Now, let’s look past last year, because Granderson's numbers were hindered by an injury-plagued season. If we look at his stats in 2012, he batted .232 with 43 home runs and 106 RBI. Granderson's power has always been his strength, which is the exact reason the Mets signed him.
Bay's power pre-Mets was similarly outstanding, as he always put up 20-30 home runs a season. Then he came to Citi Field, where the abstract dimensions proved to be an immense challenge for him. In his entire Mets career he was only able to crack 26 home runs total—that's normally what he would put up in one season.
Granderson, who thrived off Yankee Stadium's short 314-foot right-field porch, will now have to face a 378-foot shot in right-center field. This could mean more fly outs to right, thus reducing his potential to knock out 30-40 home runs this year.
When playing for Boston, Bay was similarly aided by Fenway Park's Green Monster, which is tall but relatively shallow compared to most parks. The difference is that Granderson has already experienced the limelight in one of the toughest markets to play in: New York. For Bay, the media seemingly ate him alive.

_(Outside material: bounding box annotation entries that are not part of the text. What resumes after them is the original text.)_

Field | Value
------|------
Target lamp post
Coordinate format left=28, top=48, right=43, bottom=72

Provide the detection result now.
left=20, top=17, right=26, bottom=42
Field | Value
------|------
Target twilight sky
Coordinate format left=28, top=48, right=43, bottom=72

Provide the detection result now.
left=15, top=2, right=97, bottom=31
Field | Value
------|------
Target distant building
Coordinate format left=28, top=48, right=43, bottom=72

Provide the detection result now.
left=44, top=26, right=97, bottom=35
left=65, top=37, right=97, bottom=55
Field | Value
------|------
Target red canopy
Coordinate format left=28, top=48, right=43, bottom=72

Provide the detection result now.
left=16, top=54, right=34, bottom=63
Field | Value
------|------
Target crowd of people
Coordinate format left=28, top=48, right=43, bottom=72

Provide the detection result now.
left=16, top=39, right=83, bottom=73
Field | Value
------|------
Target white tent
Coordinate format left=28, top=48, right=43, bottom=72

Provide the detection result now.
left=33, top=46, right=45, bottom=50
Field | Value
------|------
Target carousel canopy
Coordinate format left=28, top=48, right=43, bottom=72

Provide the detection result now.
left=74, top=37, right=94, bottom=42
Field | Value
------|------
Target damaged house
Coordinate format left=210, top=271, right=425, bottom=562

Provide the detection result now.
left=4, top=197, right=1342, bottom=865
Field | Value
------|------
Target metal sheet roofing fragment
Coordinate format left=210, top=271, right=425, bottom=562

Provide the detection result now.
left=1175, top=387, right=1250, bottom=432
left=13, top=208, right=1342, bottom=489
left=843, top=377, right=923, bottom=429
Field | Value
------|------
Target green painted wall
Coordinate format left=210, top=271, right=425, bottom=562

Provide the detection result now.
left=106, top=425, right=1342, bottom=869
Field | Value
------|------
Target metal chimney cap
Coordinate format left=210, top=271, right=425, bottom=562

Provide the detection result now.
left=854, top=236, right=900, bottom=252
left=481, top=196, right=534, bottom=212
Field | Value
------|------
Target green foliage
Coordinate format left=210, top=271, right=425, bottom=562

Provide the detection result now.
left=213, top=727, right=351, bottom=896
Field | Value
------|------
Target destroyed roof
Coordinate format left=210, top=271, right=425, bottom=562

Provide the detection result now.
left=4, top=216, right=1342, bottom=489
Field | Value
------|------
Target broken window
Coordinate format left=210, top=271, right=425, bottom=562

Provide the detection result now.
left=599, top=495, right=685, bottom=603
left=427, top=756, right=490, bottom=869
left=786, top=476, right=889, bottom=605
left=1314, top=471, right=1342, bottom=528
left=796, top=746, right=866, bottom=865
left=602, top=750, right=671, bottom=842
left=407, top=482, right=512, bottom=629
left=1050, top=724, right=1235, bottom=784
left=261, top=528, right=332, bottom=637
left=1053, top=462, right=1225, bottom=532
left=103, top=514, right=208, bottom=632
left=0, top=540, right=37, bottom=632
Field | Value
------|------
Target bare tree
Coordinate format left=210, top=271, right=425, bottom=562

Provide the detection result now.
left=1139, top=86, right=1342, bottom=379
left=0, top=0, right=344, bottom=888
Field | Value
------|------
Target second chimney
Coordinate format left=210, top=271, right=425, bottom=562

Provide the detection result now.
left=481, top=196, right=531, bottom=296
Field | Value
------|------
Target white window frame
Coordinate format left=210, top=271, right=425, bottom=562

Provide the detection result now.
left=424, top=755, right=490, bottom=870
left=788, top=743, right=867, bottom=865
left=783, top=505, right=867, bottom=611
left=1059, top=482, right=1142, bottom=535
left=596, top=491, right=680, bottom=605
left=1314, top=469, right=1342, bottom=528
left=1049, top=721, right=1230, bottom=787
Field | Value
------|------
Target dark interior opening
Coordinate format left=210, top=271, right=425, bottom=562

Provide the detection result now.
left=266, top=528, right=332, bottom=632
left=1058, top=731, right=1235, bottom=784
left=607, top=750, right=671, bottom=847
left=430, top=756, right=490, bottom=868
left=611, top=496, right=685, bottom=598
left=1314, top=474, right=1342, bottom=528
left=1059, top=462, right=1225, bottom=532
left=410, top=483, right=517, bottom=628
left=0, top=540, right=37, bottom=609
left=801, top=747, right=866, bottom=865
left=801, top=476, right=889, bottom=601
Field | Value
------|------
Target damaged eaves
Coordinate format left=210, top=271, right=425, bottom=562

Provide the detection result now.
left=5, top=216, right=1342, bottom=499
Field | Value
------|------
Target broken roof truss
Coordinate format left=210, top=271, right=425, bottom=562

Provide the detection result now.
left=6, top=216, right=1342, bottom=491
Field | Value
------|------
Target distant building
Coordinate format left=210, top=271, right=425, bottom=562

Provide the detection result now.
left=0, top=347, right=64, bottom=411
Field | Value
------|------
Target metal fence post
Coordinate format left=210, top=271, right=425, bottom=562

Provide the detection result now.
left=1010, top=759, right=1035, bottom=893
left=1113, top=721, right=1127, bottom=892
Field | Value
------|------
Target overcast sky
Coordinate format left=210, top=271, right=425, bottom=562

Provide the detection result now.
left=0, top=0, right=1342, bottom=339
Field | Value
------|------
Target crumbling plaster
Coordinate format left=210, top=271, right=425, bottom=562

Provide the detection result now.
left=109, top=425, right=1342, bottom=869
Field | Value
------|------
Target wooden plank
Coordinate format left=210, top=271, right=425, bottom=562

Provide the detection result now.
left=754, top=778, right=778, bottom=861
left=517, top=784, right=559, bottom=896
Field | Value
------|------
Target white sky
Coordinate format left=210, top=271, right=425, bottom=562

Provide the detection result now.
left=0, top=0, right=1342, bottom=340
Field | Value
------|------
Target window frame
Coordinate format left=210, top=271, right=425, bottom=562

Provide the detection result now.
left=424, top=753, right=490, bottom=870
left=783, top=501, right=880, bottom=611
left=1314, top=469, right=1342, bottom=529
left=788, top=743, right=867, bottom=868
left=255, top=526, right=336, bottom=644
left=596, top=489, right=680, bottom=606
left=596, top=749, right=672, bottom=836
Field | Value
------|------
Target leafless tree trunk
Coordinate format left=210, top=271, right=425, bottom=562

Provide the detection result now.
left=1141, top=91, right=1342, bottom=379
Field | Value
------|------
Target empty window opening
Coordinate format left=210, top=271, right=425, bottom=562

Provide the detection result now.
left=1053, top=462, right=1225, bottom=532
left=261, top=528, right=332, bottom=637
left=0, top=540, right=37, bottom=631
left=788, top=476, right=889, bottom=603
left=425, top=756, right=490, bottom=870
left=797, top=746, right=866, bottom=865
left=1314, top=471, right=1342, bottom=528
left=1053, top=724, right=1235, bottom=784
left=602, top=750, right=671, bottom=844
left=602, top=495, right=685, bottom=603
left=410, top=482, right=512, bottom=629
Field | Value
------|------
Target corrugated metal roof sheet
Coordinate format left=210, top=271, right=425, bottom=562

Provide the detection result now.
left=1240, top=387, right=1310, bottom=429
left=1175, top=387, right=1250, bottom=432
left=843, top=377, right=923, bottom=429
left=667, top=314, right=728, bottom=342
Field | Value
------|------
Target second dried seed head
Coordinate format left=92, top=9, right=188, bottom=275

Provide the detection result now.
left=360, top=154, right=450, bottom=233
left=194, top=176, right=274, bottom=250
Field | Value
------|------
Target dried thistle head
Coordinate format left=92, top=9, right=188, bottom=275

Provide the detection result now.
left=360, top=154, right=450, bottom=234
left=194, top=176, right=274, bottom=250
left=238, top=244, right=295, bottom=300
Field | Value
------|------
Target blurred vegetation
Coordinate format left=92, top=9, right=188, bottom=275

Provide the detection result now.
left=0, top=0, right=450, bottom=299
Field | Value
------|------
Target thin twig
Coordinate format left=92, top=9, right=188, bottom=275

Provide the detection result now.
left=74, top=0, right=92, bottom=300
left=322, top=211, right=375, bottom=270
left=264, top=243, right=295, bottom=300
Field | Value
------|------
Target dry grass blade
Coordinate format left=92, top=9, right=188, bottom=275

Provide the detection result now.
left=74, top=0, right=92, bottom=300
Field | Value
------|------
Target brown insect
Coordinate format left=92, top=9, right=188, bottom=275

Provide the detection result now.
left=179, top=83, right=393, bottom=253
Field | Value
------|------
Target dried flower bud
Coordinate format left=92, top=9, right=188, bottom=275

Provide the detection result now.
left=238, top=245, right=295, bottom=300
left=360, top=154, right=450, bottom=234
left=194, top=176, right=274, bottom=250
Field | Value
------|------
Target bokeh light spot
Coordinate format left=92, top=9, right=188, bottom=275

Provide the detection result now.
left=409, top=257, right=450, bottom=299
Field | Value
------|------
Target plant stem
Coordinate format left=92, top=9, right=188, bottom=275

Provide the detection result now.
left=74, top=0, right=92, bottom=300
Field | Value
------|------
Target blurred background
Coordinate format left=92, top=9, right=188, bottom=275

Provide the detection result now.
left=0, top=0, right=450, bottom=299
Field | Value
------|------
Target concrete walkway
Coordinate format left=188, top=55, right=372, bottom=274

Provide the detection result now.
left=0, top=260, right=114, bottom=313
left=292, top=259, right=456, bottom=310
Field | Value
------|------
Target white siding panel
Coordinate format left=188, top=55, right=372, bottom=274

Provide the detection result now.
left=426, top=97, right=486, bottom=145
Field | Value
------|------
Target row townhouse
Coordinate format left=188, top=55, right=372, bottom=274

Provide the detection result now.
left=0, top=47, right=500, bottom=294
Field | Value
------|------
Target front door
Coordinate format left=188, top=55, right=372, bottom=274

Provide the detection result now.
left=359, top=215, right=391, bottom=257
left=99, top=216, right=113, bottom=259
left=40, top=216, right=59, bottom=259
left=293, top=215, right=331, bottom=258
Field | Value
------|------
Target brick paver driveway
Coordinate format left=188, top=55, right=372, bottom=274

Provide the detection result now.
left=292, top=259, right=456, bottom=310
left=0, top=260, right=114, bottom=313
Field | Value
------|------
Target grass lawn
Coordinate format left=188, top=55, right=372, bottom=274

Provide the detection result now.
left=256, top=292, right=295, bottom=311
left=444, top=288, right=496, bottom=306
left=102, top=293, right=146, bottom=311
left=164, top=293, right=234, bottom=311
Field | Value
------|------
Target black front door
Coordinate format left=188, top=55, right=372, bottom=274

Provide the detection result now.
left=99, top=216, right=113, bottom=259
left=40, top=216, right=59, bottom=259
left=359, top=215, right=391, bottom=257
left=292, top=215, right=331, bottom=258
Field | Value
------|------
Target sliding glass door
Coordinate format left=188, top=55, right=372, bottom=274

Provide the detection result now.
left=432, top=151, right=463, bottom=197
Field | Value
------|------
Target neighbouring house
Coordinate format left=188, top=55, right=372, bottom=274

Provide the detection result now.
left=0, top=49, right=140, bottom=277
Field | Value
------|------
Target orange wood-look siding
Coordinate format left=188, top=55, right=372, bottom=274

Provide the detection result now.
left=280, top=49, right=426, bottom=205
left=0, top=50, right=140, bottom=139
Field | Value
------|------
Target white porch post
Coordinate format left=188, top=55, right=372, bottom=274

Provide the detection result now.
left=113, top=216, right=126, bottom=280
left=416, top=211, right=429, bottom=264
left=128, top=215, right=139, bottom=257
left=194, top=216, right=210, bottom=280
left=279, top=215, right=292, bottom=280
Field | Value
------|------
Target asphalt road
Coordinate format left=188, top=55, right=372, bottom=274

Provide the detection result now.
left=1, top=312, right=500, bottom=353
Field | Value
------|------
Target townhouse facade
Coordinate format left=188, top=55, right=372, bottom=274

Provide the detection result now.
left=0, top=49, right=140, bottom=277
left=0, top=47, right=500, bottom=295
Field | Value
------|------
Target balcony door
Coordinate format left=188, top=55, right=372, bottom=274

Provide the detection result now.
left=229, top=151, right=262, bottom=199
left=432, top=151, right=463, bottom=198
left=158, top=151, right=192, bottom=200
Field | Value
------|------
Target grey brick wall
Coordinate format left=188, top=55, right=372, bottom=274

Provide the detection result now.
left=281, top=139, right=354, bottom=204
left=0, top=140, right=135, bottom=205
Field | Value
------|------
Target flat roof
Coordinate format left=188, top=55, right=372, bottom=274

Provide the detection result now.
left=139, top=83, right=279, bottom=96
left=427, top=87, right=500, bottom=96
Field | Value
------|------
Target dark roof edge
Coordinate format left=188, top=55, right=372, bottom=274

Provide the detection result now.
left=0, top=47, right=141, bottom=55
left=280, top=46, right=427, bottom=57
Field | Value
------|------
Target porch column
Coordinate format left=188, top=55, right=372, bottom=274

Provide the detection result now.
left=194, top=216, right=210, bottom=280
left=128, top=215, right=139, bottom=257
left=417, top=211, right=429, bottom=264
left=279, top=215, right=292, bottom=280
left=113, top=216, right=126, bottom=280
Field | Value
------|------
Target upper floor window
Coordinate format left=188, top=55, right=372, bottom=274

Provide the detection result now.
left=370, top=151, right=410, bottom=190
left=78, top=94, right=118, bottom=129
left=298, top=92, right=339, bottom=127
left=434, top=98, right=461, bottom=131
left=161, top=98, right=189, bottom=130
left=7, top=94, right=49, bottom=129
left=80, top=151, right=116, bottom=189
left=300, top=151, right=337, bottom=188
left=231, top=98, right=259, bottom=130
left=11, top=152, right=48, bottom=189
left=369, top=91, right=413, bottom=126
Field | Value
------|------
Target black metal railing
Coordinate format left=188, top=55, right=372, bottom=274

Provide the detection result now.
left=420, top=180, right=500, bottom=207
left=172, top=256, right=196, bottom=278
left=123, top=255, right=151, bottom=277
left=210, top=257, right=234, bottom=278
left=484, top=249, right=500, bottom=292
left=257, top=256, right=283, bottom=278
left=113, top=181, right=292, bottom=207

Since Citi Field is more of a pitcher's park, Granderson will have to focus on doing what he did back in his days with Detroit: finding gaps. In 2007 and 2008 he led the American League in triples with 23 and 13, respectively. If Granderson wants to be successful at Citi Field, he will have to cut down his swing and aim for more line drives as opposed to high, loopy pop-ups.
Baseball is all about making adjustments. In order for him to be successful, he will have to do just that.